Once we had a moment to speak, I assured him that I did not intend to propose marriage in such a roughshod manner – I had assumed that building up the necessary political momentum to force a positive answer, or at least to make Jin Guangshan believe there were enough benefits in it for him to agree, would take a great deal more time, and I suspect Jin Guangyao thought the same, given his surprise; it was only that in the moment it seemed to me to be the obvious solution.
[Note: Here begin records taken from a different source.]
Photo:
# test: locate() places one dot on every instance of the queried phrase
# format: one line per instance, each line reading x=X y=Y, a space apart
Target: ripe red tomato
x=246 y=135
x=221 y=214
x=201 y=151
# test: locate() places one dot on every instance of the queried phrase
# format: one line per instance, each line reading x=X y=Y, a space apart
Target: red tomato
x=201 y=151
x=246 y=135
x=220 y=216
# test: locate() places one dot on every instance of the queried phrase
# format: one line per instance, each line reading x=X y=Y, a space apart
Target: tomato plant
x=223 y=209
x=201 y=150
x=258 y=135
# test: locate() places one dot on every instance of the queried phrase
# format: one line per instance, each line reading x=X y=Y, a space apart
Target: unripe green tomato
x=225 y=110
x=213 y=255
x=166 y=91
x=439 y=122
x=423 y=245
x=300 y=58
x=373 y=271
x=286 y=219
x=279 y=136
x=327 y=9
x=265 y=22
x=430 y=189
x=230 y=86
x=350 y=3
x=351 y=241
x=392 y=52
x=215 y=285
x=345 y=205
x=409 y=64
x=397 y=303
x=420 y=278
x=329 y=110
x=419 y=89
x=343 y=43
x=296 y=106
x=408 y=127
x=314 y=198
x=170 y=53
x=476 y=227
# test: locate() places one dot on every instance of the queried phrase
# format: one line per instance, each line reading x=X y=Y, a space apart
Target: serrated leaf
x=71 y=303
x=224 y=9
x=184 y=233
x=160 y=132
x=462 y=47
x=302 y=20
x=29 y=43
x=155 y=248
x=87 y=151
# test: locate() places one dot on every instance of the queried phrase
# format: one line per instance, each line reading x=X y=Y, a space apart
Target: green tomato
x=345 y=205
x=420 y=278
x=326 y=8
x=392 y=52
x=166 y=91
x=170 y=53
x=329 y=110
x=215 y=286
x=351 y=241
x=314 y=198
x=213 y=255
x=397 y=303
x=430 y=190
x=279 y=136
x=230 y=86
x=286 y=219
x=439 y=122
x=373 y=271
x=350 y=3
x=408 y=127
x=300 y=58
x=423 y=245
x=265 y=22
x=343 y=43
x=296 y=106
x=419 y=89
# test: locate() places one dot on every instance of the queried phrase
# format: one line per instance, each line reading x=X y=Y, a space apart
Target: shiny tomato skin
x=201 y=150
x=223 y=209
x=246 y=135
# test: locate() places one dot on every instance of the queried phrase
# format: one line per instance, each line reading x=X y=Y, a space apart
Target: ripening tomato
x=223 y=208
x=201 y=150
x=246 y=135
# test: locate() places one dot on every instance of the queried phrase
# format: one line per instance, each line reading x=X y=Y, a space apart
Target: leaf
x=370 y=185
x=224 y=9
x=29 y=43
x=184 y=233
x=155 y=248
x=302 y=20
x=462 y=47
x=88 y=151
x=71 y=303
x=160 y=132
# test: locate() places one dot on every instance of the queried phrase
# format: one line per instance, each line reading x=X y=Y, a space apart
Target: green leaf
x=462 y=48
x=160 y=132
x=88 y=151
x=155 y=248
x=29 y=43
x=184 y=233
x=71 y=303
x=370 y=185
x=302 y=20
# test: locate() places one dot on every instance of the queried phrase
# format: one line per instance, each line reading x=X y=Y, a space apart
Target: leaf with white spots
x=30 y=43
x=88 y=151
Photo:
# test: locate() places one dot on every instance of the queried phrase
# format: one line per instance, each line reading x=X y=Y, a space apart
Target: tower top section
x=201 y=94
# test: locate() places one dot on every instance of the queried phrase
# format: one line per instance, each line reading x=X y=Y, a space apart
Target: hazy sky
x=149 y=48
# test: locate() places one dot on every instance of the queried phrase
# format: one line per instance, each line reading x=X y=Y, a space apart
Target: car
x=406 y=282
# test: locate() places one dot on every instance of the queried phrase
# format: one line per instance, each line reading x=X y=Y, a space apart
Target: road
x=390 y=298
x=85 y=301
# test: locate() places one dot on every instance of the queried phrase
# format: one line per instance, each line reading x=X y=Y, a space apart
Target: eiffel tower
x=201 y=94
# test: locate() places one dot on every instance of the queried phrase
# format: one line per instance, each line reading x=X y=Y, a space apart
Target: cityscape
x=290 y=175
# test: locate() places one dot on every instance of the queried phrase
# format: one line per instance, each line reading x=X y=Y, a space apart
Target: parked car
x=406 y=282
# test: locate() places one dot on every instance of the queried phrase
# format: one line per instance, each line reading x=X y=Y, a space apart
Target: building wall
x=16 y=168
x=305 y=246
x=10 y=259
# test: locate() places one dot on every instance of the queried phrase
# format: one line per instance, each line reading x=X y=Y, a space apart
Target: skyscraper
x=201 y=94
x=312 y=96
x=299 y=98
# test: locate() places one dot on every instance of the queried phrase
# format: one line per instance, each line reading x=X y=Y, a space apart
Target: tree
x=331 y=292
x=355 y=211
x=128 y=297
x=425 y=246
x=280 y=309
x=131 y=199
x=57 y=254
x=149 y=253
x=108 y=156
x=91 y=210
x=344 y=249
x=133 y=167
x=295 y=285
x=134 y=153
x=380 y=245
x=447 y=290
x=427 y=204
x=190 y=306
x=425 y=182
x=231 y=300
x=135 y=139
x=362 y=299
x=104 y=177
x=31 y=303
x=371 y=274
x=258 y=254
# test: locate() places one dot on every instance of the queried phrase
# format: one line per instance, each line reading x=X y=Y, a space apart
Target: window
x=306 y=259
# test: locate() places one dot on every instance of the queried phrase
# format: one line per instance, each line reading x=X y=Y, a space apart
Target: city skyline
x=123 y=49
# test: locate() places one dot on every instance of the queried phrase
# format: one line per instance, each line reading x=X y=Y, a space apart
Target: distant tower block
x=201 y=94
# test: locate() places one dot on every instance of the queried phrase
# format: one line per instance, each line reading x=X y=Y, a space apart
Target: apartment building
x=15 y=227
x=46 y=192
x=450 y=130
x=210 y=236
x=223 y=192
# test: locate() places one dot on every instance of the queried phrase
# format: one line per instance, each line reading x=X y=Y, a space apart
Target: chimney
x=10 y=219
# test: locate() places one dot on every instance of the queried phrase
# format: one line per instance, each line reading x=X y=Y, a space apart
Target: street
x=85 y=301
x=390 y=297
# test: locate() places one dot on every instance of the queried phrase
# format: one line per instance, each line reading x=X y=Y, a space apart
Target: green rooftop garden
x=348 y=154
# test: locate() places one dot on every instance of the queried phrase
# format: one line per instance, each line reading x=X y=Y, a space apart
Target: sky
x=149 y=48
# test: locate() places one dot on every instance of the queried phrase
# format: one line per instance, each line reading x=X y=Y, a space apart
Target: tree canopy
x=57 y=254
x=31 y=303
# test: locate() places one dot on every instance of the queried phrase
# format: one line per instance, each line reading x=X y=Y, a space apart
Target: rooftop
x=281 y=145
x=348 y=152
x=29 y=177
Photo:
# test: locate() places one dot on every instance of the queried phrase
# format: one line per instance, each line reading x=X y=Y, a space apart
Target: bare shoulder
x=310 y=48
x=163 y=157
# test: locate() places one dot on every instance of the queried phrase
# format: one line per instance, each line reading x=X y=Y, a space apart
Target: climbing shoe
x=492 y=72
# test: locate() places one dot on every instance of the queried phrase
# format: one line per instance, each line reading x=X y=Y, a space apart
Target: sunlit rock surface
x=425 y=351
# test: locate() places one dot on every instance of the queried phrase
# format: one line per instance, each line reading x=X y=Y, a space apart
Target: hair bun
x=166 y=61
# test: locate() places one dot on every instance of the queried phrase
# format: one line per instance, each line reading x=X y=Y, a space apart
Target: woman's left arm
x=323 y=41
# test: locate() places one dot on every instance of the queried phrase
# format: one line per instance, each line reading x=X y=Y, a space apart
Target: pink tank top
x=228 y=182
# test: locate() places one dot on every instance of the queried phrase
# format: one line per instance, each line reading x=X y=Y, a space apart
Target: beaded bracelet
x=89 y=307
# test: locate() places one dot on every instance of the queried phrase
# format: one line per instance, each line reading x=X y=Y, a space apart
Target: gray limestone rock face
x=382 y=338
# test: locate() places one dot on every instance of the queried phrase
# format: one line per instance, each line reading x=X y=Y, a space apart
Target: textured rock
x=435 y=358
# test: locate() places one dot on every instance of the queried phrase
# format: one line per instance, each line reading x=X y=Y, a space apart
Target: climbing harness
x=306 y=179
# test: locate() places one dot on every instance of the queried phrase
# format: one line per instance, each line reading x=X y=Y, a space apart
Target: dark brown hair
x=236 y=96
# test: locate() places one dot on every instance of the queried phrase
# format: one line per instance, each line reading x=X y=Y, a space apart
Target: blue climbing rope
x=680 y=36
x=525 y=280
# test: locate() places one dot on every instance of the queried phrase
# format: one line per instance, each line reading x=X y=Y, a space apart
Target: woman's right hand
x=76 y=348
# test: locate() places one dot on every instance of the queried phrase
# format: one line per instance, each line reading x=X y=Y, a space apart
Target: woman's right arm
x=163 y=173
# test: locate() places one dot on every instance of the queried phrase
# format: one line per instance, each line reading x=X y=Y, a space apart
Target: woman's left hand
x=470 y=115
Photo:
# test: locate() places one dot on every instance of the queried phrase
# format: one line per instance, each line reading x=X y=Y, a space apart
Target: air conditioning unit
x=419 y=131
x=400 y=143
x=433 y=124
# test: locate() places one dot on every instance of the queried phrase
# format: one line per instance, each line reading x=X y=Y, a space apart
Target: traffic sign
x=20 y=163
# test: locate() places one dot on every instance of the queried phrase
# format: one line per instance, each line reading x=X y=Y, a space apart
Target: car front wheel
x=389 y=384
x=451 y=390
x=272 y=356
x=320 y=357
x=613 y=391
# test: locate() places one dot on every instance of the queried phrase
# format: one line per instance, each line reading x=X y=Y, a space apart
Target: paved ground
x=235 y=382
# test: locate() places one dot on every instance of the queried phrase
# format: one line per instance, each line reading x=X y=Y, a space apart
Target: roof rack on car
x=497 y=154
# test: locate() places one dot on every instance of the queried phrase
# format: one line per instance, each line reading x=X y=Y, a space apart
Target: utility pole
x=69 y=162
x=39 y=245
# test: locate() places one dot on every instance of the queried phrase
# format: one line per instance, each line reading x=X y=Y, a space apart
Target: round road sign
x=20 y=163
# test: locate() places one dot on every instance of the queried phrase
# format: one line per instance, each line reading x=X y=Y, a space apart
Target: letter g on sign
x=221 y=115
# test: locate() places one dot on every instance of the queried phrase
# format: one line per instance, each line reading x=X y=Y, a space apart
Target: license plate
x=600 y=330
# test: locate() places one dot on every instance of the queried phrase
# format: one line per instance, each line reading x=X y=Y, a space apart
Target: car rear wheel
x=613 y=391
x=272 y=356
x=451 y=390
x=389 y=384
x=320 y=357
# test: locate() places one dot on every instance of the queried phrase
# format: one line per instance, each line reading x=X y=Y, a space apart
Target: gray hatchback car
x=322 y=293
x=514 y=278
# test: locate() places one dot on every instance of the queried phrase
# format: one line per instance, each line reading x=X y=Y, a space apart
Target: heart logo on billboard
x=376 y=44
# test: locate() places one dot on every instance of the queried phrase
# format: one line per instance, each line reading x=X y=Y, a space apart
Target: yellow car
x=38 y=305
And it did resolve the problem…
Xichen took it as well as could be hoped. He is even now rushing around trying to set up a preposterously oversized wedding – I think I will have no choice but to comply with his wishes, given that I am stealing away his dear friend to claim for my own. Guangyao has confided in me that he finds Xichen a little too easy to manipulate at times (I agree), but that he has some ideas on how to help him improve. Have already started thinking with great anticipation of having Guangyao to assist and advise me on my classes in the future – a little ridiculous, I know, to think of teaching at a time like this, but I cannot help it.
Overall, very happy. Believe this to be the first of many such entries going forward.